I would like to apply the statistical bootstrapping method with scipy.stats.bootstrap
.
In my code below, I load two distinct .txt files into Python. Each file contains a single column of numeric values (floats). I would like to calculate the coefficient of variation (CV) for each file and compare if their difference in the CV is statistically significant. That is the reason why I use bootstrapping.
Here is the full code:
import numpy as np
import matplotlib as mpl
import matplotlib.pyplot as plt
import scipy as sp
from scipy import stats
# Coefficient of variation
Core_values = np.loadtxt(f"pathtofile/file1.txt", comments=None, delimiter=None, converters=None,
skiprows=0, usecols=0,unpack=False, ndmin=0, encoding=None, max_rows=None, like=None)
Periphery_values = np.loadtxt(f"pathtofile/file2.txt", comments=None, delimiter=None, converters=None,
skiprows=0, usecols=0, unpack=False, ndmin=0, encoding=None, max_rows=None, like=None)
Results = sp.stats.bootstrap((Core_values, Periphery_values), sp.stats.variation((Core_values, Periphery_values), axis=None), vectorized=False, paired=True, confidence_level=0.95, n_resamples=20000)
print(Results)
When I only apply the code that calculates the CV of both files as follows:
Results = sp.stats.variation((Core_values, Periphery_values), axis=None)
print(Results)
Python gives me the correct result, i.e., one CV value of the values from both input files. However, when implementing sp.stats.variation((Core_values, Periphery_values), axis=None)
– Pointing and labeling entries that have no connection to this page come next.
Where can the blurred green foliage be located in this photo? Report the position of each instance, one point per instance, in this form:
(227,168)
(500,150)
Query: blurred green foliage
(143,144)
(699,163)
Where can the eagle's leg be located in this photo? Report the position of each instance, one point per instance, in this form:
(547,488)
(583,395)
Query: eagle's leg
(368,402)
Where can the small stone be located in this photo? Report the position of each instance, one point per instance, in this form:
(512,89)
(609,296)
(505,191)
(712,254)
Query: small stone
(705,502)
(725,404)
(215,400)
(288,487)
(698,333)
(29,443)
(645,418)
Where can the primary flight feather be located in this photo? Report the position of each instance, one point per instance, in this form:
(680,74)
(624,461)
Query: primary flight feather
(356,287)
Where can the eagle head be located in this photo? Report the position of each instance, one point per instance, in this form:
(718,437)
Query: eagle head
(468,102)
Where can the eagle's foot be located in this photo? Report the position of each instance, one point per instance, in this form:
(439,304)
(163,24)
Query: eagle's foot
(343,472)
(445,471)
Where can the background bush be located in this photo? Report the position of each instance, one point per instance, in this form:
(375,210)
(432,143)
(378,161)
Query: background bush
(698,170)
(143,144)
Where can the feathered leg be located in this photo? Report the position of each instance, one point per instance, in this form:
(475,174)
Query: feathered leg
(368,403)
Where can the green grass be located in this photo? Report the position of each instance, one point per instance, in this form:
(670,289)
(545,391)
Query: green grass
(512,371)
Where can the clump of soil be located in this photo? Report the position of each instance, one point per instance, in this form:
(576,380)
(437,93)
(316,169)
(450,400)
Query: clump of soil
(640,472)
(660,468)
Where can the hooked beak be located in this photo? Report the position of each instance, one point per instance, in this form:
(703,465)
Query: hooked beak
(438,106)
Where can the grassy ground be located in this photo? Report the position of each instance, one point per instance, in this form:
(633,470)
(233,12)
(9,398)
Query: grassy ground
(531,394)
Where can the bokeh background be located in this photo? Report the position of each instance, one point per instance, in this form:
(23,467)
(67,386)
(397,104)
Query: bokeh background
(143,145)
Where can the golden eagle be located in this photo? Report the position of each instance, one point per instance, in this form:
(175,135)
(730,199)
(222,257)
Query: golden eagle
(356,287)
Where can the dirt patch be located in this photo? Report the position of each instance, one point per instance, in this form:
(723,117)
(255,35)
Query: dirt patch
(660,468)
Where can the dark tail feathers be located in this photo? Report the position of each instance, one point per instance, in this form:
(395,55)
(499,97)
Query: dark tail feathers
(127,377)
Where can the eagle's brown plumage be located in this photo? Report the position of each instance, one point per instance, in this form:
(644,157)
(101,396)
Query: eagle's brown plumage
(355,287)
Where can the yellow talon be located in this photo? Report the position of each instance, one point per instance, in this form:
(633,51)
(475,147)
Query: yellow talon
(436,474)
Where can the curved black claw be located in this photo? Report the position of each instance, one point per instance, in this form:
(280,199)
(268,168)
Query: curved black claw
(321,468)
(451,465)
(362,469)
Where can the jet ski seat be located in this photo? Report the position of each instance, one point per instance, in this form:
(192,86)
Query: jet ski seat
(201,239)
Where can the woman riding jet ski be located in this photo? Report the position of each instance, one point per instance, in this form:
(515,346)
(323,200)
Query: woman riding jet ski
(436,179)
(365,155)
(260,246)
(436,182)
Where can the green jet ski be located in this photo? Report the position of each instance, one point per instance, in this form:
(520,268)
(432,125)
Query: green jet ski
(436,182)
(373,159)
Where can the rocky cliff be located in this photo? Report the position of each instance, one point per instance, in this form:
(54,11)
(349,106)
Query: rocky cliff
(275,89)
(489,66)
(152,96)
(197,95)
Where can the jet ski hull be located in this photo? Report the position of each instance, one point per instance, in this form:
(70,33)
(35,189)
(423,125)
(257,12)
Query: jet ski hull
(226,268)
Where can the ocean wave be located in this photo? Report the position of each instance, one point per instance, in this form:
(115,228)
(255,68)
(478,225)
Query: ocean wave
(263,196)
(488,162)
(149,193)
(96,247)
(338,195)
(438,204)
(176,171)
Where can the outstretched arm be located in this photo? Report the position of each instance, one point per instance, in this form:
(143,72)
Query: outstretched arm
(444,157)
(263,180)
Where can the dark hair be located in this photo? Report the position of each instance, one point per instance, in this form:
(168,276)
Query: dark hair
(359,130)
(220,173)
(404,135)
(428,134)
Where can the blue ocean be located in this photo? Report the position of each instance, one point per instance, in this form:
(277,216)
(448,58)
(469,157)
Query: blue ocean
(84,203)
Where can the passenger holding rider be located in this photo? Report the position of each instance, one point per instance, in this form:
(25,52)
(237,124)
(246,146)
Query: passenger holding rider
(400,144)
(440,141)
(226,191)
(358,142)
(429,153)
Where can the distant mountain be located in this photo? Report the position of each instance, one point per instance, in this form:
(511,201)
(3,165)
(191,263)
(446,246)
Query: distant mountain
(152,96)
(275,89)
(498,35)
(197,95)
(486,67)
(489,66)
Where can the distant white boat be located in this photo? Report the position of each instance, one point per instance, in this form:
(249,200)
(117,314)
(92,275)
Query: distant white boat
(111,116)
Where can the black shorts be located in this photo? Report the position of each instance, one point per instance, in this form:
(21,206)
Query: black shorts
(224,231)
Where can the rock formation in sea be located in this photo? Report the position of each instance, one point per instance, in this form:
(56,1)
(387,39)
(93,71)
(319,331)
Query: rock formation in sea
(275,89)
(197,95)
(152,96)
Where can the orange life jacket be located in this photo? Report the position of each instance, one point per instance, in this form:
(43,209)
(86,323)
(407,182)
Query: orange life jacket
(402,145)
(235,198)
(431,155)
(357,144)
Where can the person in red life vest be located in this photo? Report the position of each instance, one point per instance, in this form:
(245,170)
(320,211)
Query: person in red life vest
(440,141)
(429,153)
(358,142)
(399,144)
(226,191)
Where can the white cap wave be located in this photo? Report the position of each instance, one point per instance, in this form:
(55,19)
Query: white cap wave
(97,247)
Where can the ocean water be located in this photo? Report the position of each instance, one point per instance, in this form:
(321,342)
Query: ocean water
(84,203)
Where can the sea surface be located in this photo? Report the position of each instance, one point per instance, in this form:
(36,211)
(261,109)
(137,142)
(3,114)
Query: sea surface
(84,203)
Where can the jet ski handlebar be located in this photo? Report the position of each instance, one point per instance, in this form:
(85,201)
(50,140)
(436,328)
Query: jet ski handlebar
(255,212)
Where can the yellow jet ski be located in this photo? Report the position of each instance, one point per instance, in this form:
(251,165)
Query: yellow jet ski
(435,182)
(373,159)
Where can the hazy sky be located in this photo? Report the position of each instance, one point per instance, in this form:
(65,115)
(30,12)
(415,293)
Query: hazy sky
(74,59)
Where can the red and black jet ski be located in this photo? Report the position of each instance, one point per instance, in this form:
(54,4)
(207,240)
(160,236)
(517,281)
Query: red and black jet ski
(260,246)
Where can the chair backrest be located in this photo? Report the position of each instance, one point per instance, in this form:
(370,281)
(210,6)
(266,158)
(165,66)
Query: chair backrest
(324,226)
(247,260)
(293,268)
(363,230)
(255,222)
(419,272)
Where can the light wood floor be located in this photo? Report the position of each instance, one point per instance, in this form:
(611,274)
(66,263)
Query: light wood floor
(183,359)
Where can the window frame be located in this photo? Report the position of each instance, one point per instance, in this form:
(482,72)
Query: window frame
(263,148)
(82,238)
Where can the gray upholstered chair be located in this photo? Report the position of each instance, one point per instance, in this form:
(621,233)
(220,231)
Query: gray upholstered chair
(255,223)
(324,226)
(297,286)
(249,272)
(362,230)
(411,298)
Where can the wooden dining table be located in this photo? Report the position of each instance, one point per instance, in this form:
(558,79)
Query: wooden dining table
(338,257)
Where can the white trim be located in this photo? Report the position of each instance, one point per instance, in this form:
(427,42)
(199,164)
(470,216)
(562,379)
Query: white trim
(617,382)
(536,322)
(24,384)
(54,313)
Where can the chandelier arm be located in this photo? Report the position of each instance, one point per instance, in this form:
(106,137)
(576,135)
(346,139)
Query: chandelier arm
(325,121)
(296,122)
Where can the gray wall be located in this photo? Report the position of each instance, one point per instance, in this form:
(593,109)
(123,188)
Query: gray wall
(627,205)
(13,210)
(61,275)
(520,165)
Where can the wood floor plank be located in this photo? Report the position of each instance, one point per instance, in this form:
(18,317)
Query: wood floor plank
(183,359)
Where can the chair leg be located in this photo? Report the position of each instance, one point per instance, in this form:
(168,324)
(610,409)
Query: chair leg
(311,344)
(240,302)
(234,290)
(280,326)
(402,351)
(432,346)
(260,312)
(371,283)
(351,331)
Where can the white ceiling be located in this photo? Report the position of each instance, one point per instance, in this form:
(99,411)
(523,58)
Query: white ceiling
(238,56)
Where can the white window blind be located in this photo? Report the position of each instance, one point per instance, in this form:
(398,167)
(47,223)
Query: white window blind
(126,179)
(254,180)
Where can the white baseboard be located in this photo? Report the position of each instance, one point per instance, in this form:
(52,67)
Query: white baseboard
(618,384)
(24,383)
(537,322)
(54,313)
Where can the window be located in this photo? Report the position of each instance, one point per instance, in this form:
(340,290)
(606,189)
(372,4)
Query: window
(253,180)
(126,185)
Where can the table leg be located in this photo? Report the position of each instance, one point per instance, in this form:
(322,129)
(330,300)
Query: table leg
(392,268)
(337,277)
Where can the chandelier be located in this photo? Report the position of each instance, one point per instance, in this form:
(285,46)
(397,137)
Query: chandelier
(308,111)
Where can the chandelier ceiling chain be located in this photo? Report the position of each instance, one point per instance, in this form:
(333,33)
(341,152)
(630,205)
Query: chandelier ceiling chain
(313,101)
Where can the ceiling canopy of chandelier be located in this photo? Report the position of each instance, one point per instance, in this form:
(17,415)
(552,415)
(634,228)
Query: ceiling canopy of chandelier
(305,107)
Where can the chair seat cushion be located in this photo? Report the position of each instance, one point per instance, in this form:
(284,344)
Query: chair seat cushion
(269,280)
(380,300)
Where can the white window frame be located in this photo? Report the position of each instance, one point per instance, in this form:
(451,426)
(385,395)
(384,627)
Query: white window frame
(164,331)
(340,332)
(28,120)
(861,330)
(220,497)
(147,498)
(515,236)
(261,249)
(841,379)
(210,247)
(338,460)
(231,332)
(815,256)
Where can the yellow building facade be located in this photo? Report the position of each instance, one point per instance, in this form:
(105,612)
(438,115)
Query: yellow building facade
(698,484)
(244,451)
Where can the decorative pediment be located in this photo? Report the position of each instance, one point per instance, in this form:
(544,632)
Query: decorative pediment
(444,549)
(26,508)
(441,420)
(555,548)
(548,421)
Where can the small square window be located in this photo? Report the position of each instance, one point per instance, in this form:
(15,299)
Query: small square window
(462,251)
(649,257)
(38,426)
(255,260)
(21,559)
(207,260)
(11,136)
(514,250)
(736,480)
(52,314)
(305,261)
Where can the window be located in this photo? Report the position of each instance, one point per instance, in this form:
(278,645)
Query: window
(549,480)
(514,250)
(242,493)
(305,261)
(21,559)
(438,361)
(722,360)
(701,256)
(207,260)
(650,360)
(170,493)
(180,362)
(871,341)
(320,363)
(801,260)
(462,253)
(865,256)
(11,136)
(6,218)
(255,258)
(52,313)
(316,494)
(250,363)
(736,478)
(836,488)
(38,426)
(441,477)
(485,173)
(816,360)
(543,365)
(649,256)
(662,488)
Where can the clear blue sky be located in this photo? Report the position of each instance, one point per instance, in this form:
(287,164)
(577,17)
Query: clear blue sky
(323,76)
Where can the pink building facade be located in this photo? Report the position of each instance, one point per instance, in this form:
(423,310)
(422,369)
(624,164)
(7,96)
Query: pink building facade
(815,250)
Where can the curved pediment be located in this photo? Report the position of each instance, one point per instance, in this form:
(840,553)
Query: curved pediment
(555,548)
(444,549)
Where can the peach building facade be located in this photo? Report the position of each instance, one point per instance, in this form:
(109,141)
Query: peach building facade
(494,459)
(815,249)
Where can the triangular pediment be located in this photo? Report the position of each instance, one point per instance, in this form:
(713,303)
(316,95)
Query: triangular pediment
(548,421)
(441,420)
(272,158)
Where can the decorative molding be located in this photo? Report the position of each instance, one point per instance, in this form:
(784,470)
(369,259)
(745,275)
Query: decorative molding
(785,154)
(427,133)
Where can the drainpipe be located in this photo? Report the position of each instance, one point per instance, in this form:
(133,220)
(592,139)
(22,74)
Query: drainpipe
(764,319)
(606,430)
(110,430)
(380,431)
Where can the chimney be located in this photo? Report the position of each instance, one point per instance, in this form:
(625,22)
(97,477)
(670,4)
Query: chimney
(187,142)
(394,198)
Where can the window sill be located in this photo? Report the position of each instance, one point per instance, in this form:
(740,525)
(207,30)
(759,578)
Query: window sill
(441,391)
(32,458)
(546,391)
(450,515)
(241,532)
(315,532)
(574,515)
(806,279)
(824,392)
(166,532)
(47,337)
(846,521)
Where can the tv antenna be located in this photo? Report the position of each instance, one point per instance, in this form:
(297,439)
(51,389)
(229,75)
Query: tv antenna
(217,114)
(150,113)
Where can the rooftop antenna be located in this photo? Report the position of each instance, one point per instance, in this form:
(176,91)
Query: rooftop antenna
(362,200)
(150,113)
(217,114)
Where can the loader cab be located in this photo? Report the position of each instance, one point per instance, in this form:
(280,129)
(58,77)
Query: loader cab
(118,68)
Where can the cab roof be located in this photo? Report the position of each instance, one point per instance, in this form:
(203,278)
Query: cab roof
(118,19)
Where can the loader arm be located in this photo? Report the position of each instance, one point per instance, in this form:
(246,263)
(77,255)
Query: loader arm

into the the code for bootstrapping as shown in the full code, I receive the following error message: TypeError: 'numpy.float64' object is not callable
I therefore assume that my mistake is that I provide both samples (Core_values and Periphery_values) into
Results = sp.stats.bootstrap((Core_values, Periphery_values), sp.stats.variation...
I cannot figure out what the correct implementation would look like to tell Python that I would like to use both samples for bootstrapping in order to avoid the error message.